The increasing ubiquity and adoption of cryptocurrency has led to more people indulging in the process of mining it. According to a recent study by Cambridge Centre for Alternative Finance, Bitcoin-related power consumption has reached record highs this year. More than seven gigawatts (7 GW) of power (~63.32 terawatt-hours) are being pulled by the global mining industry. This power is roughly equivalent to that of seven nuclear power plants or 21.8 million solar panels.
Details on global hashrate were published as well. This metric quantifies the total amount of processing power dedicated to the process of mining cryptocurrency. Already, the global industry stands at around 120 exa-hash per second (EH/s) but analysts predict that that number is only meant to increase in the future. In terms of individual countries, China is leading the pack, contributing 65.08% to the average monthly global hashrate, followed by the United States with 7.24% in second position and Russia at 6.90% in third.
Seeing these figures, one would think about the adverse environmental impacts of mining. But the study clarified in the FAQ section that:
It is important to understand that energy consumption is not necessarily equivalent to carbon dioxide emissions and environmental pollution.
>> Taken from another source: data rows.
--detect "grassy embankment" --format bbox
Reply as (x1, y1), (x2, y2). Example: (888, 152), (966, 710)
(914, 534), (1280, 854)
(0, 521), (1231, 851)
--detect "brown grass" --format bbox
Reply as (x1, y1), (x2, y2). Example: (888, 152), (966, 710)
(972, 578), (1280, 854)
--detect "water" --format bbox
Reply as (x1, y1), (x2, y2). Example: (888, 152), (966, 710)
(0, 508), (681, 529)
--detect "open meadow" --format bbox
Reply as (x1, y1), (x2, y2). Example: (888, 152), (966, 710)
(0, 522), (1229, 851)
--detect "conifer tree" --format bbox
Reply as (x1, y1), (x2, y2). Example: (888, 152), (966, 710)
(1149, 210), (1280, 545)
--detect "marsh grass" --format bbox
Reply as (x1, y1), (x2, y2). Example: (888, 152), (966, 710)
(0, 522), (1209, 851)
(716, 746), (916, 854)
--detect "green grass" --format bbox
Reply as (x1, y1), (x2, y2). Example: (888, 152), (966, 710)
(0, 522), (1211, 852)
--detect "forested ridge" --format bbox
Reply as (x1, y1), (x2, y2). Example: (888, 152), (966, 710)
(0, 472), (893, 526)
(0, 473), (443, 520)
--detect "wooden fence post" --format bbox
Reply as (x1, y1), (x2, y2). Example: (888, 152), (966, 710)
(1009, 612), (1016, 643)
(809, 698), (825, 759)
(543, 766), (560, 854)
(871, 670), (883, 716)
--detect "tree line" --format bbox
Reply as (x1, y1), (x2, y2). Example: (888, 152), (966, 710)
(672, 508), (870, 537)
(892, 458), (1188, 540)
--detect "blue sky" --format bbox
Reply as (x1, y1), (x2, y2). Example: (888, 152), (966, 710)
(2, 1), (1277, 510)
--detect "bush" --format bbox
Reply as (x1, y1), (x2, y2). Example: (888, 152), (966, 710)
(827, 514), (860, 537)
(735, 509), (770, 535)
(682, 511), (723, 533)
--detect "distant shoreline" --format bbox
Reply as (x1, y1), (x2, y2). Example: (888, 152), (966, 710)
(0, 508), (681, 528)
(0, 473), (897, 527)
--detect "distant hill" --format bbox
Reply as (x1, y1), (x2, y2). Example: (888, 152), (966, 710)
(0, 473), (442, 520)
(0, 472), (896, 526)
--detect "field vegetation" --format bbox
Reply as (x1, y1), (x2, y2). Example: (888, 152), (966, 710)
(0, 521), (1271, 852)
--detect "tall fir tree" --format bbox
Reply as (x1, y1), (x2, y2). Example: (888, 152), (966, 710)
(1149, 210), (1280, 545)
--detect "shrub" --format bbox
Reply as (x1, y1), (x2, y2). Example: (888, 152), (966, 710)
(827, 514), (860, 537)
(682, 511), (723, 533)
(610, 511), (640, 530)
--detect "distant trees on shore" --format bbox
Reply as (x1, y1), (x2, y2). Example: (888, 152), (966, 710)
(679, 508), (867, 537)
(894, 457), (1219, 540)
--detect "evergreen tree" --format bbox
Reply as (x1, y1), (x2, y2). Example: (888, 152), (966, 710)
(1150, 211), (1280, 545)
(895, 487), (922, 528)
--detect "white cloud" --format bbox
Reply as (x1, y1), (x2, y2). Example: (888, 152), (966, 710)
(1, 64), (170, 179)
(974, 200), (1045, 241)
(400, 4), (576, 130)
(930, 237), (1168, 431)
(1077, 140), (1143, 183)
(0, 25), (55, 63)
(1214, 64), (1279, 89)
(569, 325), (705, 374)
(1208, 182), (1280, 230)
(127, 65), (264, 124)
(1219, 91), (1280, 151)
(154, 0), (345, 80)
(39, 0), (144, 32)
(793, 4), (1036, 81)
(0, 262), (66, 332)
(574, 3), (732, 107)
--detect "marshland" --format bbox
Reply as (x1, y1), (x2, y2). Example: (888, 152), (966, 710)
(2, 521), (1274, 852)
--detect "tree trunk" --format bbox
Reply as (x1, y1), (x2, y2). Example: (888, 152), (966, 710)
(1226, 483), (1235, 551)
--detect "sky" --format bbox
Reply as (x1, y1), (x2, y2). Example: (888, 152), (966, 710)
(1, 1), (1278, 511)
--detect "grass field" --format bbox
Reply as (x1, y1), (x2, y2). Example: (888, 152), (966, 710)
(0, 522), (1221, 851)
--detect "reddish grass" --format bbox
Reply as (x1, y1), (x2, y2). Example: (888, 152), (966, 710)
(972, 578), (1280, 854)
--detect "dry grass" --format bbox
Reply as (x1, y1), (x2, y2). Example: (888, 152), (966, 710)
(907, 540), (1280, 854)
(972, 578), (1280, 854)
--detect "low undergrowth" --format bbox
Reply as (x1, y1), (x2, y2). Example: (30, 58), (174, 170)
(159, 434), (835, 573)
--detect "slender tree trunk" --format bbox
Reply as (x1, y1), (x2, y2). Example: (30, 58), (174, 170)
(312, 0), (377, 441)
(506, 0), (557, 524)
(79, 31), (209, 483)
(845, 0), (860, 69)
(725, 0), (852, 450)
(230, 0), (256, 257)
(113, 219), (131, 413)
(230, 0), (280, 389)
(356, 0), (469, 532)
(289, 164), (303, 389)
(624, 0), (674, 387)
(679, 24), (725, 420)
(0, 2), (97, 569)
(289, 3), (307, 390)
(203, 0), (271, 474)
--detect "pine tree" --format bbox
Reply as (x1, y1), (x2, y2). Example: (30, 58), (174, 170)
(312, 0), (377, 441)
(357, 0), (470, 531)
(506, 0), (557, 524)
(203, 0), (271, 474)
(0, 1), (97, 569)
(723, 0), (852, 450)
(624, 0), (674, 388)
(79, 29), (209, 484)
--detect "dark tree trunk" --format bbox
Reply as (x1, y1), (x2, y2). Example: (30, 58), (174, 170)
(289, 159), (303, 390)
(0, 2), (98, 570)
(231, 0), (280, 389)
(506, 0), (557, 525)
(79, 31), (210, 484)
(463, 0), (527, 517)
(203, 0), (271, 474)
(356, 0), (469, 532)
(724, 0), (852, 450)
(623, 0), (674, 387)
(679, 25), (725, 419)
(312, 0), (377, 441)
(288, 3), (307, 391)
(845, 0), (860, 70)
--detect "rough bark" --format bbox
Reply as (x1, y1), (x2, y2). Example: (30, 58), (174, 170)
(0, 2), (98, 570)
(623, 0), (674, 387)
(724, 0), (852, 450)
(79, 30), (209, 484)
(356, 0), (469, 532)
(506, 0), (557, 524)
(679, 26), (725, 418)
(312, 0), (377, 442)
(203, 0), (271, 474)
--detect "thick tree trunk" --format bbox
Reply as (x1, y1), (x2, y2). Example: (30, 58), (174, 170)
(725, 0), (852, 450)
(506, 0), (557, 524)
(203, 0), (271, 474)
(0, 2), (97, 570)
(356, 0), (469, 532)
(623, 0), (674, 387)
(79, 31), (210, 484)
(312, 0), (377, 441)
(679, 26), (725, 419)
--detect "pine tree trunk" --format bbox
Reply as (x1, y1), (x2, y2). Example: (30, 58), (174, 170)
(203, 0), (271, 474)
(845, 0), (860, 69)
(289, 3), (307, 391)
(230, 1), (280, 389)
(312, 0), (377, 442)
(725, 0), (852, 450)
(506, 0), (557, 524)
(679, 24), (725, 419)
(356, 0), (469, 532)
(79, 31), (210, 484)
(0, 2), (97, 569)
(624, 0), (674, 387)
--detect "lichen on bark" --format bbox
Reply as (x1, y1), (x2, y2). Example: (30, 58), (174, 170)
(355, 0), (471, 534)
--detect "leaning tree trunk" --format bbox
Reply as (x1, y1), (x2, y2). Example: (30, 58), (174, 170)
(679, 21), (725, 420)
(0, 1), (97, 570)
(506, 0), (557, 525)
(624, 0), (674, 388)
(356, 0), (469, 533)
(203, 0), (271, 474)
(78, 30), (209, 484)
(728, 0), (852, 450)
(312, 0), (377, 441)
For instance, one kilowatt-hour (kWh) of electricity generated by a coal-fired power station has a substantially different environmental footprint than one kWh of electricity produced by a solar park.
In order to determine Bitcoin’s carbon dioxide emissions, and thus its real environmental footprint, the actual energy mix (i.e. sources of energy used to produce electricity) needs to be examined more closely. While some mining facilities disclose the energy sources used to power their machines, the exact energy mix of the majority of mining farms remains unknown.
More recently, studies have shown that a growing share of total electricity consumption originates from renewable energy sources such as hydro, solar, and wind power. However, estimates are varying widely, ranging from approximately 20% of the total energy mix to more than 70%.
Moving forward, for the second phase of the project, Cambridge Centre for Alternative Finance plans on launching an interactive geographic map that tracks the location and the energy mix powering Bitcoin mining facilities as that would lead to a more accurate representation of the Bitcoin footprint.